Known as the keeper of Iraq’s past and caretaker of Iraq’s Christian future the Bishop had great concern for the priests and seminarians he was in charge of guiding.  Bishop Abouna’s led the effort to relocate St Peter’s Seminary away from Baghdad where the situation had become dangerous and dire.  The college housed centuries upon centuries of Iraqi history, reaching as far back as to the days of the Old Testament and were at immediate risk of being lost forever. 

Weeks prior to his passing flowers in the garden of Christian faith in Iraq were blooming.   Chaldean archbishop of Kirkuk, Msgr. Louis Sako, describes the ordination of two new priests held on July 16, in the cathedral of his diocese. It can be said that July saw a real flowering of priestly ordinations which have infused new life into the Christian community, prostrated by continuing sectarian violence and the political instability that plagues Iraq.

Together with the two priests, four permanent deacons were ordained today. Before them, on July 9, it was the turn of another priest consecrated July 9 in Dohok, in the north, while a fourth priest will be ordained on July 23 in Karamless in the diocese of Mosul. Even the Syro-Catholic Church of Bartella and Karakosh were gifted with new priests this month.

"It 's a sign of vitality and hope to see these young people consecrated to the Lord and to the service of their brothers living in great suffering, in this time of tribulation and darkness," said Msgr. Sako.

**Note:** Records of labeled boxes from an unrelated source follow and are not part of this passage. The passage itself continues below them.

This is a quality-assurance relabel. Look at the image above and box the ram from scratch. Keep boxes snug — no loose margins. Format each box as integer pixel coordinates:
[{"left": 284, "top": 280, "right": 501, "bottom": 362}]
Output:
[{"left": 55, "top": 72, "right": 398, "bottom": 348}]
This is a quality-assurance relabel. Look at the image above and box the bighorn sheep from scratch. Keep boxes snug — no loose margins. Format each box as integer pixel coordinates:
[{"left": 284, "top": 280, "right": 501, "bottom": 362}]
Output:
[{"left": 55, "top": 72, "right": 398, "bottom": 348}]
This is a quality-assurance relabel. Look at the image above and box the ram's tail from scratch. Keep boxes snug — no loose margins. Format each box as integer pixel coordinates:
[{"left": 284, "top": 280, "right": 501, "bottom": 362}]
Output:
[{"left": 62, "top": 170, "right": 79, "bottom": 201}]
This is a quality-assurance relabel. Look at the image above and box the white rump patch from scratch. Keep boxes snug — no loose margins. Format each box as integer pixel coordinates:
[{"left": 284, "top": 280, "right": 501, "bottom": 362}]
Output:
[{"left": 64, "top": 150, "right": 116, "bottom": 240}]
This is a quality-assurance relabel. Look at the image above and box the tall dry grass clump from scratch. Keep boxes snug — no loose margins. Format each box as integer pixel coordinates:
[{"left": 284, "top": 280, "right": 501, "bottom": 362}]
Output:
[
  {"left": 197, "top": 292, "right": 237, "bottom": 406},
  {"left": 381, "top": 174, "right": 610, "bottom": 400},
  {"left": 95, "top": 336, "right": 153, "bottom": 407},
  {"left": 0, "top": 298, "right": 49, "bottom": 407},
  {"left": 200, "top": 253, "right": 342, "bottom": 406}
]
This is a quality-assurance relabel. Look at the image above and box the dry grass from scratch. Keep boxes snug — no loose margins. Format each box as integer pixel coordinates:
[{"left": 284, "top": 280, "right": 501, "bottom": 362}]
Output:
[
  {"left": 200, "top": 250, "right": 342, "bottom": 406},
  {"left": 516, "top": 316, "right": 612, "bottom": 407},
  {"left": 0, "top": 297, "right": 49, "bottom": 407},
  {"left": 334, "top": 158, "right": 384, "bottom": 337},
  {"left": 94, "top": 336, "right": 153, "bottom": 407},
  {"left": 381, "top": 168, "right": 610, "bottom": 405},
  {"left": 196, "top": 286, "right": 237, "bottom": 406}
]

The mass celebrated by Msgr. Sako, was attended by many faithful, united in prayer and joy, "so that these new priests may bring the message of God who is love and peace to all without distinction" the prelate said. In his homily, the Archbishop reminded the new priests to live the gift of God as Mary did, as a personal relationship that changed her life: "Like Her, we must 'keep all these things, reflecting on them in our heart' (Lk 2 19:51). Prayer is a true shield of protection, provided that it is done in humility. Mary said, 'I am the handmaid of the Lord', we too are servants of the Lord. Prayer is the distinctive characteristic that allows people to see Christ in our apostolate".

Husam Hamammi says, “We mourn the passing of an Iraqi champion of Christian faith who taught us that true Christians are called to serve the needs of others.  He has now gone to heaven to look over all of us.  He was at peace.  Seeing new priests and deacons being ordained gave him great rest and hope for Iraq.”